Frantically spewing excuses and desperately avoiding the inevitable, sophomore Bryan Carroll prefaced sharing his creative writing in a workshop class with 500 caveats.
“I just want everyone to know that I didn’t know the deadline for this assignment was today so I just wrote this really fast before class started,” said Carroll, hoping that his classmates would not see through his paper-thin excuse. “I know what I wrote is bad, so I don’t really need notes about how bad it is, because I already hate it.”
“It’s like he doesn’t realize that every second he drags this out it puts way more pressure on whatever he shares,” said Stacey Dickenson, a classmate of Carrol’s. “Now I’m just as nervous for him to share as he is, because he’s making this a way bigger deal than it needs to be.”

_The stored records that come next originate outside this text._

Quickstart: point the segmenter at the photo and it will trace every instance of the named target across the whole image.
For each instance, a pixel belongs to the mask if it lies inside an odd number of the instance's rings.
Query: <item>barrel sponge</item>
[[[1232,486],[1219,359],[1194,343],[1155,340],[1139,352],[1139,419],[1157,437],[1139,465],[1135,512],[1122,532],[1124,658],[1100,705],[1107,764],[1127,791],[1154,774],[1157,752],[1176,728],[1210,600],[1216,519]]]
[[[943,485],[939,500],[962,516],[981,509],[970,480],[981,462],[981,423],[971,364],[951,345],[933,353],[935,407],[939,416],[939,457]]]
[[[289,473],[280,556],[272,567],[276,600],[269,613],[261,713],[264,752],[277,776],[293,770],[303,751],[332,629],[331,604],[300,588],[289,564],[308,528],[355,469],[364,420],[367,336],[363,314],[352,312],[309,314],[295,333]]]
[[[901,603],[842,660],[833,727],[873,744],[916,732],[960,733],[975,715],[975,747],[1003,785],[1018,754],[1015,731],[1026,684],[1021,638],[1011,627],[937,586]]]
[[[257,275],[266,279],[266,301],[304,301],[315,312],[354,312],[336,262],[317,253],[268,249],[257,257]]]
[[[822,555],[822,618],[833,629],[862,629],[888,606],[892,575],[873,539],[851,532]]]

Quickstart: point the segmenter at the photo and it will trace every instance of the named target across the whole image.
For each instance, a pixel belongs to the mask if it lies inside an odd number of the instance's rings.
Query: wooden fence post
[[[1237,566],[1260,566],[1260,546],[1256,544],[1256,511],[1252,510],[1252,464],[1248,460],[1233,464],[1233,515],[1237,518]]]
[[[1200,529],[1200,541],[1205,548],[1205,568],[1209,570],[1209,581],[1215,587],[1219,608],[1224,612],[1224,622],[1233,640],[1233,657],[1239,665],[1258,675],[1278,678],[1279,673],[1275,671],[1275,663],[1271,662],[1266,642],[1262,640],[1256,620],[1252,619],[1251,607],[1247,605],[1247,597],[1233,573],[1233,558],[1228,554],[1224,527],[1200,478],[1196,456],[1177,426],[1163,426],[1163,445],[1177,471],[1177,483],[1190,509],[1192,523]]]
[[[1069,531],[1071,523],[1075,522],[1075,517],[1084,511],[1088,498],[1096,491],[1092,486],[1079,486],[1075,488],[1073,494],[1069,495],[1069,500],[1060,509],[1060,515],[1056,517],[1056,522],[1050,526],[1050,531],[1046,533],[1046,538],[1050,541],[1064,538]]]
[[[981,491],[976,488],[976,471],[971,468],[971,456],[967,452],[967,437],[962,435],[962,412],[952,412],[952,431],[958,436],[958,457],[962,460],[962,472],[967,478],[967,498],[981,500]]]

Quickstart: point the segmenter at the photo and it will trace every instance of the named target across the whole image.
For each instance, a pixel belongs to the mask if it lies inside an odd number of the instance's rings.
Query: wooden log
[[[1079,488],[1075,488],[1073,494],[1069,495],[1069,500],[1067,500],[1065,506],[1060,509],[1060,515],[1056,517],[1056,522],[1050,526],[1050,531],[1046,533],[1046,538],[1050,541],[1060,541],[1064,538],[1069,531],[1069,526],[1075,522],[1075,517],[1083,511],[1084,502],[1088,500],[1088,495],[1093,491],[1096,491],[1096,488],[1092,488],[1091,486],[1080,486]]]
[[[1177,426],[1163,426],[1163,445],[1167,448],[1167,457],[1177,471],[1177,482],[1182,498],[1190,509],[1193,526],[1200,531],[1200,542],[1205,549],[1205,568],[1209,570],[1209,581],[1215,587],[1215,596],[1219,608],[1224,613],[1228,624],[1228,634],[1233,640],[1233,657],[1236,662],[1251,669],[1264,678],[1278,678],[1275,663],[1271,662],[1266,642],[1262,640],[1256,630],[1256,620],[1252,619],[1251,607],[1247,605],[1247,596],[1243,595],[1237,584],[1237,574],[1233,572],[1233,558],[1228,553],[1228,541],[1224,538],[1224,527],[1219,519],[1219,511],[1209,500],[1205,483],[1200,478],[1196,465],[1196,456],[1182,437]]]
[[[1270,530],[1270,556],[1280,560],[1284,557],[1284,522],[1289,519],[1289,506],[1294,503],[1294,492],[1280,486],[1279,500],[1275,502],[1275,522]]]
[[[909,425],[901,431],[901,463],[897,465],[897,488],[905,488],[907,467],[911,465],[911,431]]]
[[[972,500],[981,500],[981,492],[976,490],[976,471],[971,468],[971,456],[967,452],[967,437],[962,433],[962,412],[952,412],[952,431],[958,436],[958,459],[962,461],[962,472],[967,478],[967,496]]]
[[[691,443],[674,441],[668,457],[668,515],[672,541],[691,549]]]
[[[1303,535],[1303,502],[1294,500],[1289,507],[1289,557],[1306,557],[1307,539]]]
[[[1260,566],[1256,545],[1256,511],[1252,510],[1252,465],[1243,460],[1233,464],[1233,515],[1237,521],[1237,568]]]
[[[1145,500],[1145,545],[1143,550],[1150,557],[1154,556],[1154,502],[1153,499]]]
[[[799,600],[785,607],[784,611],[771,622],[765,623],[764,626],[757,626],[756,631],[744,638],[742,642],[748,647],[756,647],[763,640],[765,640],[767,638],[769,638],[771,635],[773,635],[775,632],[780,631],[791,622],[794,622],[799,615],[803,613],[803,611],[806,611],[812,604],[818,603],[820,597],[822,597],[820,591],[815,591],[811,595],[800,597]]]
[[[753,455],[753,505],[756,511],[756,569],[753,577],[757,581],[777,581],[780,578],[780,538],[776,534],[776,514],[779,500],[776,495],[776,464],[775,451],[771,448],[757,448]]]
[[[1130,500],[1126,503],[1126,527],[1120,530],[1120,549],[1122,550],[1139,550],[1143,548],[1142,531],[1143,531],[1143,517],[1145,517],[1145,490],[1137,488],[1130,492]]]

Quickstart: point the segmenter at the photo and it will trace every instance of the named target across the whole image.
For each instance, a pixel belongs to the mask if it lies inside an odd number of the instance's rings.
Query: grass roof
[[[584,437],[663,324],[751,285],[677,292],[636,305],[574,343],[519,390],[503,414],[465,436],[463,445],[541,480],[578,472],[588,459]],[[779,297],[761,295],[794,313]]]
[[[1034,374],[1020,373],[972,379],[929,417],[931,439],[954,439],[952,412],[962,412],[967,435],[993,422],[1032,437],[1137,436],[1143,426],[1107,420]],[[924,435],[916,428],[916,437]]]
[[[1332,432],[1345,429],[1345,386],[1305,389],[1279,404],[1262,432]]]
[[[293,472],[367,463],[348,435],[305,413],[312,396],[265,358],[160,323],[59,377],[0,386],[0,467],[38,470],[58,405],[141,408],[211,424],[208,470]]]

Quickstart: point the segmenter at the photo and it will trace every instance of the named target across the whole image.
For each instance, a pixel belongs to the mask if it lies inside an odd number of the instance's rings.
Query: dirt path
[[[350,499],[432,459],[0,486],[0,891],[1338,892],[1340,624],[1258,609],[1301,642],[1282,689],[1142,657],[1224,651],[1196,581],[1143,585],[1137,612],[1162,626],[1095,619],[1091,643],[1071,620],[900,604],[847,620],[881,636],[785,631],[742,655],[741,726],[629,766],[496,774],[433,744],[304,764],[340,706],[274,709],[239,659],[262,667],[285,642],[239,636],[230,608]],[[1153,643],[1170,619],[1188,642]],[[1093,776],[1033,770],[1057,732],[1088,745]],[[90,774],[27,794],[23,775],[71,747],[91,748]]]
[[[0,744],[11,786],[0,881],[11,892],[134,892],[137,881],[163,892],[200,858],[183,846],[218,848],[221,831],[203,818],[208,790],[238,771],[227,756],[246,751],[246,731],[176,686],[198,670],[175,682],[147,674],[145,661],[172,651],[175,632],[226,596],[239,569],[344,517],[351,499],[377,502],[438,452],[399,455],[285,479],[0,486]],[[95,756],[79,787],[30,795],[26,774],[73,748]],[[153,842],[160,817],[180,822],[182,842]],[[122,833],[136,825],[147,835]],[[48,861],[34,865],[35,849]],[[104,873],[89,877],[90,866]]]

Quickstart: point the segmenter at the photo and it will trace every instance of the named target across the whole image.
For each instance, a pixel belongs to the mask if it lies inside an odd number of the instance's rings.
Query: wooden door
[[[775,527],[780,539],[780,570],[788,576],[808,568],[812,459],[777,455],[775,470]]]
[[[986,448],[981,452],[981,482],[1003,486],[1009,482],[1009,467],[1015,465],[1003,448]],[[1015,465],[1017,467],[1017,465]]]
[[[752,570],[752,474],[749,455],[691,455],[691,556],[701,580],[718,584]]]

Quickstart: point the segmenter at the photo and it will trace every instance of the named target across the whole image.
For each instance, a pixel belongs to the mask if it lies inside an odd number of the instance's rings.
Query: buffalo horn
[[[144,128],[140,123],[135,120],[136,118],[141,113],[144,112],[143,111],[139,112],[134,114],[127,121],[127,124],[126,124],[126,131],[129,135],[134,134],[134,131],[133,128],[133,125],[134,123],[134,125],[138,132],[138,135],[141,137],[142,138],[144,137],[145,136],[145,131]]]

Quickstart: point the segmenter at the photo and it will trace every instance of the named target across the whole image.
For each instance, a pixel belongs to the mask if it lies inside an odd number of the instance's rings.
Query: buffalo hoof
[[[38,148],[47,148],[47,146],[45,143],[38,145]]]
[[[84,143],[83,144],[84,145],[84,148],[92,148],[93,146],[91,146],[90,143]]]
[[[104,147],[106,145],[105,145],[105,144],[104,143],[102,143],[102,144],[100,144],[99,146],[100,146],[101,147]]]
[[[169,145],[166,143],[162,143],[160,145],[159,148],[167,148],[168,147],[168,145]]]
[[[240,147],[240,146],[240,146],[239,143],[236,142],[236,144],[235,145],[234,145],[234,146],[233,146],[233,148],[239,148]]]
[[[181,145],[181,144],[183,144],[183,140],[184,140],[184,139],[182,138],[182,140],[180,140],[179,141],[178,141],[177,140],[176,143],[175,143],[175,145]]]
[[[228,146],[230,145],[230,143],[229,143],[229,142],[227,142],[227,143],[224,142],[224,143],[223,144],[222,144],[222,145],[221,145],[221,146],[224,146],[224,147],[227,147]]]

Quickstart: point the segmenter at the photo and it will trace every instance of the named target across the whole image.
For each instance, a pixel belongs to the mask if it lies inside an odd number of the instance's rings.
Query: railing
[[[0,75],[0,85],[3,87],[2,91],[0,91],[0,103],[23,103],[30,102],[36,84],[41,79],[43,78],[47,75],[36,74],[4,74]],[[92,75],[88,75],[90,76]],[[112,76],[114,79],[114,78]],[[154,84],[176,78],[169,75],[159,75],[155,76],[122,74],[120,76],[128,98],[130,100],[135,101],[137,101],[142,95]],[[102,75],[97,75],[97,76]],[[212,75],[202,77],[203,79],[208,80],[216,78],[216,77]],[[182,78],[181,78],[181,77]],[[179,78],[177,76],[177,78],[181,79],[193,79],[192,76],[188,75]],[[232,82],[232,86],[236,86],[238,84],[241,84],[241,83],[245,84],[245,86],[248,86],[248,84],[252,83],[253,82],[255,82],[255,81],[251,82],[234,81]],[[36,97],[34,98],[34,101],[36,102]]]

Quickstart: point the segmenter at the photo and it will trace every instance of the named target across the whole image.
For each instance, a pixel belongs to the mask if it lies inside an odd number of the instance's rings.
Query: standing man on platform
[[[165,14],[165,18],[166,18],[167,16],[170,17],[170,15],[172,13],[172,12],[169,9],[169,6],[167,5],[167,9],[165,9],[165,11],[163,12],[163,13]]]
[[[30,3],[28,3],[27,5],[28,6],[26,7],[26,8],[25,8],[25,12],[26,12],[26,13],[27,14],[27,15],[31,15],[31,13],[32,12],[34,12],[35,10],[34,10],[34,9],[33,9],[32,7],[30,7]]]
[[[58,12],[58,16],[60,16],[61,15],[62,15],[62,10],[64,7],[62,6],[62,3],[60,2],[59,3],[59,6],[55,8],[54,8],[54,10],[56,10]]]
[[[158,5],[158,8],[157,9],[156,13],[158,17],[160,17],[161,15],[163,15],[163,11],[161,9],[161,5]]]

“There’s a part in the middle that just explicitly does not make sense and I am totally aware of that,” said Carroll, staring down at his paper. “So I certainly don’t need notes on that part because I’m going to rewrite it literally the second class ends. I just haven’t had time to yet.”
Before sharing, Carroll repeatedly mentioned that he had misunderstood the assignment and written something totally off-base. Upon reassurance from his professor he proceeded to take a deep breath, act as though he was about to read his work, stop, and explain that he had been sick for a couple of days so his mind wasn’t working at full speed when he wrote the piece.
At press time Carroll had read one sentence of the piece out loud before launching into a prolonged explanation of why the second sentence was about to be even worse than the first.